4.5. Ebbene, nel caso di specie il lavoratore ha maturato il diritto all'(equivalente pecuniario dell’)orologio, quale premio di anzianità e fedeltà, in epoca anteriore (il 18 settembre 2004, data di compimento del trentesimo anno di anzianità di servizio) alla decorrenza dell’accordo integrativo aziendale 5 giugno 2008 fissata dal Io luglio 2008.
4.6. Per giunta, la Corte territoriale ha inteso l’accordo in questione (esaminato all’ultimo capoverso di pg. 7 della sentenza) nel senso del suo valore ricognitivo di una prassi aziendale esistente anche presso F. s.p.a. (al primo capoverso di pg. 8 della sentenza), sulla base di un’interpretazione insindacabile, in quanto congruamente motivata, in sede di legittimità.

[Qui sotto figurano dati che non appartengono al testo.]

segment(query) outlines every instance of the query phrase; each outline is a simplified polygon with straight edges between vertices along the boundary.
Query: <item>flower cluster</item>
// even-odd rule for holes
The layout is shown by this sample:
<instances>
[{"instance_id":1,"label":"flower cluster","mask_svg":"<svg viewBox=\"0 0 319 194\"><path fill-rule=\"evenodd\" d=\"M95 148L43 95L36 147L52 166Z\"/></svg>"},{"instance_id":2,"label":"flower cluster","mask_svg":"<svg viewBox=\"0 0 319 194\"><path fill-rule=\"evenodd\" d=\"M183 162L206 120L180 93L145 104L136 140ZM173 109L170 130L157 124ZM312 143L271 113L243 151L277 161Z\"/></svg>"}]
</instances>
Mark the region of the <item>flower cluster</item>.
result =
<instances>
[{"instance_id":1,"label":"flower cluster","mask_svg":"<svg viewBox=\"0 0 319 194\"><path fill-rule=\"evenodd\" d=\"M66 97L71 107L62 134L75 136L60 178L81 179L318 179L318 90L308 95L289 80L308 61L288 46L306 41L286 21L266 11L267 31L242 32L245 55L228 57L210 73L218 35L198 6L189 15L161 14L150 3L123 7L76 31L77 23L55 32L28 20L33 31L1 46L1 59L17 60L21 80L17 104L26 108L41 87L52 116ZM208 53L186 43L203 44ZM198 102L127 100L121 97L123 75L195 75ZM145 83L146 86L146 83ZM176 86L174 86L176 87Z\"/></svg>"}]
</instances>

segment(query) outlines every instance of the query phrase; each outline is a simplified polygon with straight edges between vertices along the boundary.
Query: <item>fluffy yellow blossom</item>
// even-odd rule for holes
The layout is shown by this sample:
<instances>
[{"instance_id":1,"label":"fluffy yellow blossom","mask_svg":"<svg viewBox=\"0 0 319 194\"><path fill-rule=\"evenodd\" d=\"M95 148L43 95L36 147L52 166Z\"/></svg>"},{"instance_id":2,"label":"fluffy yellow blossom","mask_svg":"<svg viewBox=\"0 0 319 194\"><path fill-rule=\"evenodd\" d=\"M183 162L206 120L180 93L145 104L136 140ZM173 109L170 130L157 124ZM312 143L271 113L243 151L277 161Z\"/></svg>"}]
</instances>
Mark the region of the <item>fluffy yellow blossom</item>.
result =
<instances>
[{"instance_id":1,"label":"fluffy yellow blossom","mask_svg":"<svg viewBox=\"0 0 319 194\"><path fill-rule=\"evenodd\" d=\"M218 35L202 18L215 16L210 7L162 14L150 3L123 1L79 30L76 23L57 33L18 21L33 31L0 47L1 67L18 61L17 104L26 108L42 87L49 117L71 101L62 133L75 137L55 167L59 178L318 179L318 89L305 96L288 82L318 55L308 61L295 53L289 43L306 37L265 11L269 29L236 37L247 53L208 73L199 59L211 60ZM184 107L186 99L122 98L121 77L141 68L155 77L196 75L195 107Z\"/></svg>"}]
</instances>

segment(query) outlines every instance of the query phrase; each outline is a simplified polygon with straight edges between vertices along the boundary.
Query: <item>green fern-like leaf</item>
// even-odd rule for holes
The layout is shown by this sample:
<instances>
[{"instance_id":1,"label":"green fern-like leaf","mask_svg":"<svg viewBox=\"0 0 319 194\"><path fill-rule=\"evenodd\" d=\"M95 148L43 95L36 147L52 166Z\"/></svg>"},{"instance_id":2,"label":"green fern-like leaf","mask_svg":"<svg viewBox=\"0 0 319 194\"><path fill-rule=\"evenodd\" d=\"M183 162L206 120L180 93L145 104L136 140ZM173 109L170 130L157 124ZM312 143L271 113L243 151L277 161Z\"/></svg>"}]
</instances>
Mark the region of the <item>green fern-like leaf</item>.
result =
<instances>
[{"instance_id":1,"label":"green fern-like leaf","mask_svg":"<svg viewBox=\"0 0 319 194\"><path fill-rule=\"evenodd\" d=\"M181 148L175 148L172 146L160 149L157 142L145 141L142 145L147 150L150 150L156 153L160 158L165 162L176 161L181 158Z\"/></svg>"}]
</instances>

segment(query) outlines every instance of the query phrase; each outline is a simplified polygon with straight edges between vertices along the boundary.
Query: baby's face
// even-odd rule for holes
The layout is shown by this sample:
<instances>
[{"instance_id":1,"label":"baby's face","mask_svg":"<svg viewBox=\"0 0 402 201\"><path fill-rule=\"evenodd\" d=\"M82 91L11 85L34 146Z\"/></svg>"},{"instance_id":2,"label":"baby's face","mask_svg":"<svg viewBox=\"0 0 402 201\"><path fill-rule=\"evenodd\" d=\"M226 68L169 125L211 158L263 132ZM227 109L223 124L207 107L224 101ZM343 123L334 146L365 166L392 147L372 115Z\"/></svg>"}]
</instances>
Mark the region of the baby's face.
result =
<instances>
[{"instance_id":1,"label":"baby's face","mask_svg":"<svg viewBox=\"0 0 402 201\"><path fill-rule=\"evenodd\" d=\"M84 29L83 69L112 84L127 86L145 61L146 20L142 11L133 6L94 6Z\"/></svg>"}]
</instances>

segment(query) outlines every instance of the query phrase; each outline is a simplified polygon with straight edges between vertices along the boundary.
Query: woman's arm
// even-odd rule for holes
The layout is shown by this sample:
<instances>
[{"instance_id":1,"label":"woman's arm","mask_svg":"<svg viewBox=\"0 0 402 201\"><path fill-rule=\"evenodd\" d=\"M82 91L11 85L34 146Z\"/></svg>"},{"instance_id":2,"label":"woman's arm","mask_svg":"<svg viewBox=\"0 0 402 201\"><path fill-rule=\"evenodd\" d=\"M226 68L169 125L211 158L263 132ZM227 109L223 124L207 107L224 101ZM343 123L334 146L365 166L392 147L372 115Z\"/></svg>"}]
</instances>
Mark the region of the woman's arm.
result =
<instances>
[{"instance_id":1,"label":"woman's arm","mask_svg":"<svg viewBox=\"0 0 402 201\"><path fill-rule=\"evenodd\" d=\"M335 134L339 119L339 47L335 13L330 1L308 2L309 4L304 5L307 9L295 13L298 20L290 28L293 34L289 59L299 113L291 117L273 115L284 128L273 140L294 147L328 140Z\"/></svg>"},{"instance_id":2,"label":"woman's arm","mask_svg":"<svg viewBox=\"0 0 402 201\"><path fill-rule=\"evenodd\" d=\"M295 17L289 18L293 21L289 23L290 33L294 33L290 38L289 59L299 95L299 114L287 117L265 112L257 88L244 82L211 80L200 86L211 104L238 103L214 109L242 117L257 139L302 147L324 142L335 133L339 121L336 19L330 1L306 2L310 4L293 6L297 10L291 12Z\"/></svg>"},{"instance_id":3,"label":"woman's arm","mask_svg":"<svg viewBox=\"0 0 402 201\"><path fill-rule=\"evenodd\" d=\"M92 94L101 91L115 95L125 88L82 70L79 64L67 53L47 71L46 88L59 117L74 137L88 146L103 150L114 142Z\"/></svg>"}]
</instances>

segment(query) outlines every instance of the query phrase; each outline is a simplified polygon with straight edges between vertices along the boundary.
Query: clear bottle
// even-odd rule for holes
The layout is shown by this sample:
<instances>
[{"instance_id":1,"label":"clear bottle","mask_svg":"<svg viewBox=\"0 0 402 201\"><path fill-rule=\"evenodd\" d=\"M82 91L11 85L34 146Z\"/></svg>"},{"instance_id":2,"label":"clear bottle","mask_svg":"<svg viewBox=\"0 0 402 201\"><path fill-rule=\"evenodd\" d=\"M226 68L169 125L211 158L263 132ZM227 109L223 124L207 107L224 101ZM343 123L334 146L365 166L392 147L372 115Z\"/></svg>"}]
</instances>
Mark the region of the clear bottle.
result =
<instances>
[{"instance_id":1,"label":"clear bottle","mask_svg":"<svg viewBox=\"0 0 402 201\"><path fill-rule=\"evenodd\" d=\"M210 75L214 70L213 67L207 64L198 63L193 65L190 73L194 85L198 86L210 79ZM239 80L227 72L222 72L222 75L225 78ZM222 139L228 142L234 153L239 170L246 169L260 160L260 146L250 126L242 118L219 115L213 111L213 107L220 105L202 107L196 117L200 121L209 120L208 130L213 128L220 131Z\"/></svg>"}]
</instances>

4.7 Né essa è stata correttamente denunciata con l’indicazione dei canoni interpretativi violati, senza neppure la specificazione delle ragioni né del modo in cui l’asserita inosservanza si sarebbe realizzata (Cass. 14 giugno 2006, n. 13717; Cass. 21 giugno 2017, n. 15350): trattandosi poi di un’interpretazione assolutamente plausibile, nemmeno essendo necessario che essa sia l’unica possibile o la migliore in astratto (Cass. 22 febbraio 2007, n. 4178; Cass. 28 novembre 2017, n. 28319; Cass. 27 giugno 2018, n. 16987) e, come detto, congruamente argomentata; sicché, la ricorrente ha meramente contrapposto la propria ad essa, insindacabile in sede di legittimità e pertanto inammissibilmente (Cass. 10 maggio 2018, n. 11254).
5. Dalle superiori argomentazioni discende allora l’inammissibilità del ricorso (sulla identica questione avendo questa Corte già assunto analoga decisione: Cass. 28 febbraio 2019, n. 5987), con la regolazione delle spese del giudizio secondo il regime di soccombenza e distrazione al difensore anticipatario, secondo la sua richiesta, senza raddoppio del contributo unificato, per l’inizio del procedimento in data anteriore (anno 2010) al trentesimo giorno dall’entrata in vigore dell’art. 13 comma 1 quater del d.p.r. n. 115 del 2002 (1° gennaio 2013).
P.Q.M.
Dichiara inammissibile il ricorso e condanna la società alla rifusione, in favore del controricorrente, delle spese del giudizio, che liquida in € 200,00 per esborsi e € 2.000,00 per compensi professionali, oltre rimborso per spese generali 15% e accessori di legge, con distrazione al difensore anticipatario.